Failures in public schools impact the workforce

The inability of Oklahoma’s public school system to produce enough competent students in basic academic subjects creates significant labor issues that worsen over time and discourage the creation of new jobs, based on data presented to lawmakers at a recent hearing.

Ben Lepak, executive director of the State Chamber Research Foundation, told members of a Joint Committee task force on pandemic relief funding that Oklahoma has thousands more jobs than it currently does. There were many job seekers, especially in fields requiring a level of education.

“We’re running out of people,” Lepak said.

In 2021, he said there were about 36,000 more job openings than people looking for work in Oklahoma.

“The areas where we have challenges and gaps in this workforce are the areas that are seeing the fastest growth in demand for these occupations,” Lepak said. “And so it’s not just a 2021 problem or a 2022 problem. It’s a problem that we’re going to continue to face as a state, and in fact it’s going to get worse if we don’t. let’s not solve.”

Of the 36,000 excess postings, 21,000 were for jobs requiring a bachelor’s degree and another 1,000 required an associate’s degree.

Oklahoma ranked 45th out of 50 states for the percentage of the working-age population with a four-year bachelor’s degree in 2022, with about 26% of workers in Oklahoma holding a degree.

But in rankings based on the share of the population with a degree in a STEM (science, technology, engineering, and math) field, Oklahoma’s position has fallen even further.

“I hate to be the bearer of bad news,” Lepak said. “We rank 50th out of 50 states.”

Oklahoma’s poor ranking for college graduation has its roots in poor performance in its K-12 public school system.

According to state test results for the 2020-2021 school year, the most recent for which results are currently available, only 24% of Oklahoma 11th graders had science proficiency or better, while only 21 % mastered mathematics.

These low proficiency rates were little different from results produced during the pre-COVID 2018-2019 school year, when 24% of Oklahoma 11th graders were proficient or better in science and 23% in math.

While funding is often blamed for poor outcomes in public schools, state data shows that even in many public schools with significant per-student funding – some schools receiving between $15,000 and $45,000 per student – school results often remain below average.

Chad Warmington, president and CEO of the State Chamber, said labor issues are a huge concern for Oklahoma business leaders.

When the Chamber recently polled Oklahoma business leaders and asked them to name the “number one issue threatening your business in Oklahoma or the threat to your ability to grow in Oklahoma,” Warmington said one response dominated.

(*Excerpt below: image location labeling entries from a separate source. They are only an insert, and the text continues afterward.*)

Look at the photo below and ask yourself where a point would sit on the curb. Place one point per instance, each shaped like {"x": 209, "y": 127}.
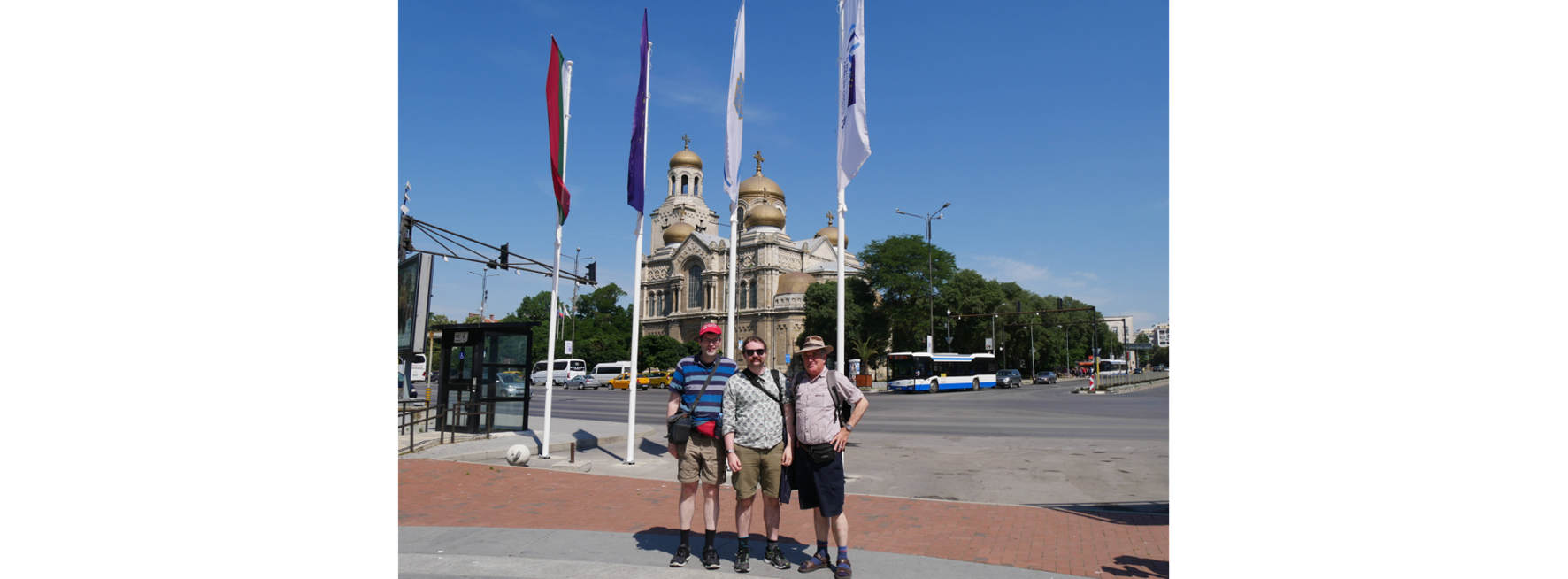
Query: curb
{"x": 584, "y": 441}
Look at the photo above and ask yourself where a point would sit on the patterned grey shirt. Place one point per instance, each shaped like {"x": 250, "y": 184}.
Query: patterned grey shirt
{"x": 753, "y": 416}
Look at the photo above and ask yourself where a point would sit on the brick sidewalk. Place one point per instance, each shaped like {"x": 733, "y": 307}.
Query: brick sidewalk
{"x": 1088, "y": 544}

“It was labor,” Warmington said. “(There) wasn’t even a close second.”

He said more than 60% of business leaders cite labor as the number one issue facing their business in Oklahoma.

A lawmaker said the findings are not shocking based on information gleaned from Oklahoma’s previous and unsuccessful efforts to attract major new business investment to the state.

“We’ve had a lot of feedback about why we’re losing these deals,” said Sen. Adam Pugh, a Republican from Edmond who chairs the Senate Education Committee. “I mean, I sat in a room with Saab. They were like, ‘It’s the people. It was as simple as that. “You don’t have the people to produce a plane of six-generation high-level training for the Air Force.”

In 2019, the Saab group chose to open an aircraft manufacturing plant in Indiana rather than Oklahoma.

Indiana consistently outperforms Oklahoma in academic achievement — and experts have found that strong school choice policies played a notable role in driving those results.

The Parenting Power of the Center for Education Reform! The index ranks Indiana third in the nation, noting that up to 90% of students in that state are now eligible for at least one of Indiana’s multiple-choice options.

The index indicates that 47% of fourth graders in Indiana are proficient in math and 37% of eighth graders. The average SAT score in Indiana was 1095 out of a possible 1600, and the average ACT score was 23.1 out of a possible 36.

In contrast, the index found that a significantly lower proportion of Oklahoma students were proficient in math, with only 35% of fourth graders testing proficient compared to Indiana’s 47%. Among eighth graders, only 26% of Oklahoma students were proficient in math, compared to 37% in Indiana.

Oklahoma’s average SAT score of 1048 was also significantly lower than Indiana’s average score, as was Oklahoma’s average ACT score of 19.7.

A March 2021 report released by the University of Arkansas Department of Educational Reform—”Education Freedom and Student Achievement: Is More School Choice Associated with Higher State-Level Performance on the NAEP?”—has ranked states by school choice desirability and compared these rankings with student scores on the National Assessment of Educational Progress (NAEP) tests, often referred to as “the national report card”.

The report ranked Indiana second out of 50 states on its Education Freedom Index, while Oklahoma was a distant second at 22nd. The report also ranked Indiana fourth in private school choice, while Oklahoma ranked 21st.

The University of Arkansas researchers found that “higher levels of educational freedom are significantly associated with higher NAEP achievement levels and higher NAEP achievement gains in all of our statistical models. “.